If it’s the former, you’ll need to work far in advance of when you plan to announce and, if it is the latter, consider whether you just need press releases and images or are you looking into producing videos, infographics or a microsite?

Finally, no methodology is complete without including the chance for journalists to try your product so, where possible, make sure you have access to demo models.


This shouldn’t be an after-thought; one of the keys to succeeding in science and PR is learning how to work backwards. What will you consider as a successful launch and how will you measure it? If it’s web traffic, tools like Google Analytics will give you a detailed breakdown of whether you’ve had traction with the right people and enough of them.

You can also use web analytics to make sure people have been driven to your landing pages by your social media campaign. Furthermore, take an audit before and after of your social media community – hopefully you’ve got a better following in terms of quantity and quality.

If you’re just looking to make a splash, traditional coverage reporting and media monitoring will tell you most of what you want to know. However, the technology industry is an increasingly competitive landscape. If you want to make sure your competitors haven’t overshadowed you, tools such as Meltwater allow you to calculate your share of voice against your rivals.

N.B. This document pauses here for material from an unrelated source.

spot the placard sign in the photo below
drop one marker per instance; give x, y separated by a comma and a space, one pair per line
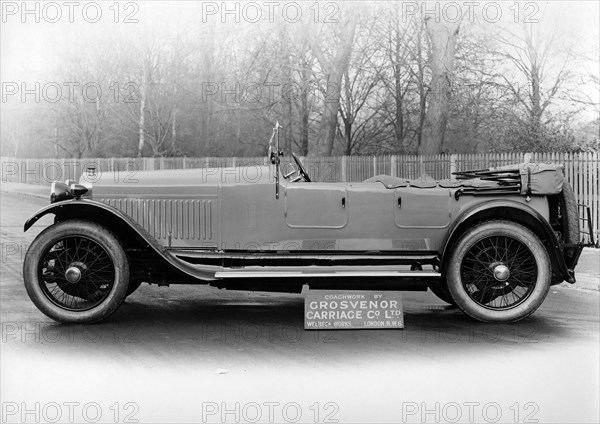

So, you’ve used some clever tools to measure your results, now it’s time to assess. This is where you refer back to your hypothesis and ask ‘has it worked?’ Have you achieved the results you thought you would and if not, why?

Did you encounter any problems that forced you to adapt your approach? If so, what did you do and did it have the desired effect? It’s not unheard of for a scientific experiment or PR campaign to produce far better results than originally anticipated. If that was the case, were there exceptional circumstances that may not work in your favour next time or had you just undervalued the power of your campaign?

It’s important that PR agencies and clients look at the ‘ifs’, ‘buts’ and ‘maybes’ after the launch to see how to improve moving forward and what aspects were most/least successful.


Don’t worry, we’re not going to tell you just to ask yourself; ‘what can I do better next time?’ This is more about thinking how to maintain the momentum you have gained and develop your story. Is this something you can revisit a few months down the line while you’re waiting for your next big bit of news?

Or, if you weren’t satisfied with what you achieved, how can you remedy that in the short term? Are there any tactics you didn’t employ that you feel may give your news another push? Were there issues that you hadn’t foreseen and if so what steps will you put in place to make sure you do catch them next time? Was there any media feedback/comments, which you can learn from for future methodologies.

Ultimately, there is always room for improvement and development on even the most astronomical discoveries or ground-breaking PR launch campaigns.